Агафья стояла поодаль, у столба, и не шла. Смотрела, как её дочь обнимает её внуков, и в горле застряло что-то большое и тёплое, и она вдруг заметила, что до сих пор держит в кулаке две пуговицы — сегодняшнюю и завтрашнюю, впрок брала из дому.
Юлия наконец подняла голову, нашла глазами мать.
— Мам, — только и сказала.
— Ну здравствуй, — отозвалась Агафья, подходя. — Замёрзла, поди. Идём, щи горячие.
***
Дома было тесно от радости. Дашутка не слезала с материных колен, Тёмка сидел рядом и всё трогал мамин рукав — убедиться, что настоящая. Юлия ела Агафьины щи, обжигаясь, нахваливала, и рассказывала, и расспрашивала, и опять обнимала детей, и всё оглядывала дом, словно заново узнавая.
А после ужина Дашутка вдруг слезла с колен, притащила с подоконника банку и водрузила на стол перед мамой.
— Вот. Мы считали. Каждый день по одной.
Юлия взяла банку в руки, посмотрела сквозь стекло на пёструю горку пуговиц — синих, белых, перламутровых, с якорями и без, — на все эти дни, что дети прожили без неё и всё же с ней, каждый вечер, через зелёный кружок в телефоне.
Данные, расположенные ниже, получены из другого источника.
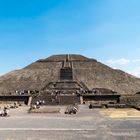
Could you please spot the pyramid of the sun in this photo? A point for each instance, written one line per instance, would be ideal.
(90, 72)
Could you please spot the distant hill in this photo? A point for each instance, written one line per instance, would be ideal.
(88, 71)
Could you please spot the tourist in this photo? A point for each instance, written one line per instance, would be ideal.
(0, 111)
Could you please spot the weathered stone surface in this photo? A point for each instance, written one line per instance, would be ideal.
(88, 71)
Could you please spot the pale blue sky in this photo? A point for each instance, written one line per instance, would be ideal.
(107, 30)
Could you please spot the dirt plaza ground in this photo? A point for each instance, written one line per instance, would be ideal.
(87, 124)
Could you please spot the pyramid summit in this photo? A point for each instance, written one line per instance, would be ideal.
(67, 72)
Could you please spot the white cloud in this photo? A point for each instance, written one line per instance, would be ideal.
(121, 61)
(135, 71)
(136, 60)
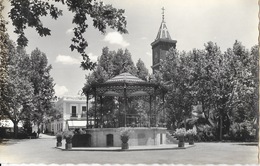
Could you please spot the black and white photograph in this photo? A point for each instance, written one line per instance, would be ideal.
(114, 82)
— Сколько же вас тут… — проговорила она чуть слышно.
— А банка ещё не полная, — заметил Тёмка деловито. — Вот сюда ещё влезет. Мы думали, пока не полная — ты не приедешь. А ты раньше.
Юлия обняла банку, как обнимают живое.
— Дай-ка, — сказала Агафья. Достала из кармана фартука те две пуговицы, что таскала с собой всё утро, положила на ладонь дочери. — На. За сегодня клади. Сегодня тоже день.
Юлия опустила в банку одну — синюю, с якорем, ту самую, Дашуткину любимую. Пуговица звякнула о стекло и легла поверх остальных. А вторую Юлия зажала в кулаке и оставила себе.
— А эту не положу, — сказала она, и голос у неё был уже не усталый, а какой-то новый, светлый. — Эту в карман. Чтоб больше не считать. Считать больше нечего, мои хорошие. Я приехала.